Having enough insurance is important in today’s world. This is why it is useful to have insurance to help protect against such possible problems.
Insurance can help cover potentially damaging fiscal losses and ease the financial pain of an accident. Having insurance on hand can also help provide the policyholder with the ability to avoid fiscal problems that can wipe out their savings or cause them serious problems such as the loss of their home.
Benefits of Low Deductibles
Policies with lower deductibles are typically more expensive than other types of policies. The policyholder may pay as much as ten to twenty percent more upfront.
However, once the insurance premium is paid, the holder can relax knowing they have all necessary coverage to fully meet all potentially serious problems.

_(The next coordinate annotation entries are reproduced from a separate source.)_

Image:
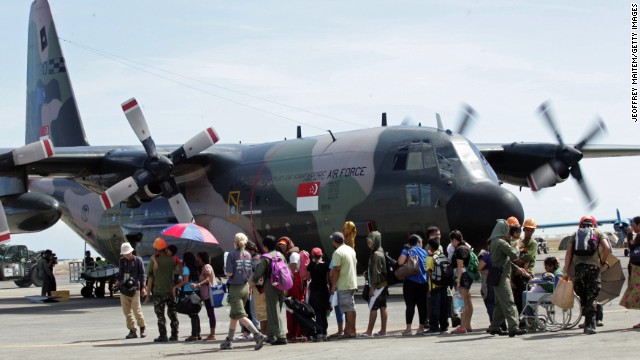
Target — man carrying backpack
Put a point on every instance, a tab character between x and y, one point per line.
344	280
273	296
377	279
583	252
440	275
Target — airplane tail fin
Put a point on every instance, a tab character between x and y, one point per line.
51	105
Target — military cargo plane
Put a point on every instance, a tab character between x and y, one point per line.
395	179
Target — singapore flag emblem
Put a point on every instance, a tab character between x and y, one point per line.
308	196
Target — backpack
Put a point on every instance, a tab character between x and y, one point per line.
302	267
472	268
442	275
586	242
281	277
391	265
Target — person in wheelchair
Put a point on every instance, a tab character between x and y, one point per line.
551	268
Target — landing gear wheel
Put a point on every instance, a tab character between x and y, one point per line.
86	291
34	274
23	282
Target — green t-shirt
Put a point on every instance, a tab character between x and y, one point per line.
163	275
345	257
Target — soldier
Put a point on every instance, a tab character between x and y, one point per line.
273	297
526	261
162	281
502	254
131	267
45	272
583	251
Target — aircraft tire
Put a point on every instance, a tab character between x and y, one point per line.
23	282
35	276
86	291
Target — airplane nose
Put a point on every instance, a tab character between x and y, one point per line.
474	210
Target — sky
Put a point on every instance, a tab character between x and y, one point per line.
254	70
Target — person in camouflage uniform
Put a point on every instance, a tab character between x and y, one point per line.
162	281
587	273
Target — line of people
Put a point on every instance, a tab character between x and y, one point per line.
256	302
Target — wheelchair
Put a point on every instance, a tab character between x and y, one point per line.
540	314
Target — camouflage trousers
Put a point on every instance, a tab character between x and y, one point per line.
587	287
159	303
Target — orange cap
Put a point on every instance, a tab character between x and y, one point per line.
159	244
513	221
530	223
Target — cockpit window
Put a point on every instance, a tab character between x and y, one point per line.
416	156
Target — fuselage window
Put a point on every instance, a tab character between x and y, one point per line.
418	194
417	156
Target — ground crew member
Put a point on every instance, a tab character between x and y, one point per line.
162	281
526	261
587	271
501	256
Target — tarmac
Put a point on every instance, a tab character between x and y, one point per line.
95	328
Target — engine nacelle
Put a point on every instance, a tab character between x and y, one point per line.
31	212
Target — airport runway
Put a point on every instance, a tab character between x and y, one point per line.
95	329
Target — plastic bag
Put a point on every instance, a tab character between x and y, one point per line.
563	294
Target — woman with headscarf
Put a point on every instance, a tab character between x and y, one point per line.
292	255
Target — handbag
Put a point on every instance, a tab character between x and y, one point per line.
634	255
494	275
189	304
365	292
411	267
128	287
563	294
219	295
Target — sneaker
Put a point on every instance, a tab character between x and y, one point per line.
259	338
226	344
161	338
279	342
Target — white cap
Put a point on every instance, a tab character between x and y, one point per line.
126	248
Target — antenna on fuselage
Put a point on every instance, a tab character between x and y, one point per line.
333	137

This kind of deductible can be ideal for the person who has enough cash on hand to pay the entire cost of the policy upfront. Such a payment may even be tax deductible. In that case, paying for the insurance policy can be even more beneficial.

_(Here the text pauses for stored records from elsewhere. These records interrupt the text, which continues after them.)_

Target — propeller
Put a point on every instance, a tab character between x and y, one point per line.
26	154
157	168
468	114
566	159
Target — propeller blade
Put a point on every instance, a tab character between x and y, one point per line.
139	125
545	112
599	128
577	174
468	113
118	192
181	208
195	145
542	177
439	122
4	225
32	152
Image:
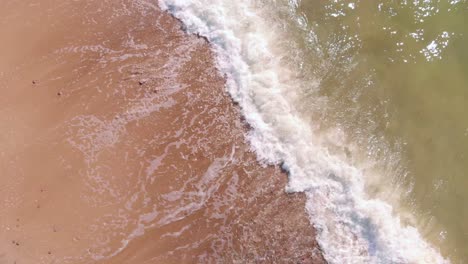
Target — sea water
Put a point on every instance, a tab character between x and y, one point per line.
364	104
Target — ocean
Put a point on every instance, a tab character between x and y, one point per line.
363	103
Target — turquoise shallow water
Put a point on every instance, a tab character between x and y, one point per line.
396	76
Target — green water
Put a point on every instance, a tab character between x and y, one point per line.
396	76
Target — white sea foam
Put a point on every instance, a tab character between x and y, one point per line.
352	228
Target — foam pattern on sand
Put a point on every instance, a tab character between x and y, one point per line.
352	228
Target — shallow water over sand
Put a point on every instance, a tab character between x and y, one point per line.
119	145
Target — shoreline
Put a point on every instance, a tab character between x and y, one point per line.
90	179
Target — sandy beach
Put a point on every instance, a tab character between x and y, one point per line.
119	144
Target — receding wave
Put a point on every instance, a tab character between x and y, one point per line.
251	51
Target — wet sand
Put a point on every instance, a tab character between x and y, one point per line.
119	144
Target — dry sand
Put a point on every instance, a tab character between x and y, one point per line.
119	144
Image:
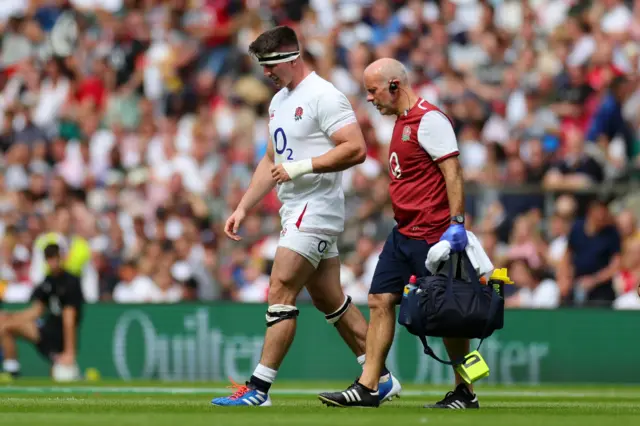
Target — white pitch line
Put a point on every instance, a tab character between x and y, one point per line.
292	392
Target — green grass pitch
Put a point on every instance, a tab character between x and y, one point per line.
113	403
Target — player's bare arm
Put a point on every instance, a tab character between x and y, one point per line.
452	172
261	184
69	319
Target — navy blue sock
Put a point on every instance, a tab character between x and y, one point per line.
260	384
384	371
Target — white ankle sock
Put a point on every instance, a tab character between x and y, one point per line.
11	365
265	373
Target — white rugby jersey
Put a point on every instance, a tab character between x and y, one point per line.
301	122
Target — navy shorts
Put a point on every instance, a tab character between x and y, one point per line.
401	257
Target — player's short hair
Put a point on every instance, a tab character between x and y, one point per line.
269	45
51	251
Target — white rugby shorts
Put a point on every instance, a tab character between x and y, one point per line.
312	246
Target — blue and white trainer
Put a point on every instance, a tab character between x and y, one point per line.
389	387
245	395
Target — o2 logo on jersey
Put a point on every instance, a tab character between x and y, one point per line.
277	141
394	165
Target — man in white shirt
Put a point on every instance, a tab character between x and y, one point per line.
314	136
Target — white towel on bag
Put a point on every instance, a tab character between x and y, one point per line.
441	252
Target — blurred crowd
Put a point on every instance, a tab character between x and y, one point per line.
129	130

Benefits of Higher Deductible
Many people opt for an insurance policy with a higher deductible. Buying a policy of this kind has many advantages.
Upfront costs are typically far lower than a policy with a lower deductible. This can be ideal for someone who is currently experiencing a cash flow problem or would prefer to use the funds for other purposes.
A higher deductible, for example, can be perfect for someone who is healthy and not likely to get sick in the immediate future. A higher deductible can also be perfect for someone who would prefer to save funds for other uses such as a down payment on a house or helping to fund a child’s college educational expenses.
Basic Insurance Terms
When buying insurance, people are often confronted with terms that may be unfamiliar to them. One concept that is highly important yet often not fully understood is that of the deductible.
The deductible, simply put, is the amount of money that the person must first pay in the event they need to file a claim.
This is true of all types of insurance from car insurance to health insurance to homeowner’s insurance. The policyholder will be held responsible for the deductible amount before they expect any money from the insurance company to kick in.
Definition: Low Deductible
A policy with a low deductible means that the person holding the policy is only the hook for a relatively small amount of money in the event they need to make a claim.
For example, the policyholder may have thousands of dollars in damage. With a policy that has lower deductible, the policyholder can expect most of the damage they have suffered to be compensated.
Lower deductible policies are commonly used with auto insurance policies where the damage from even a minor attack may be quite extensive.
Definition: High Deductible
A high deductible means that the person will need to pay more money first before they can file a claim.
Higher deductible policies are often commonly used for health insurance policies. A health insurance policy of this kind can be helpful in making sure that the person has enough coverage in the event of a serious medical issue requiring months of treatment.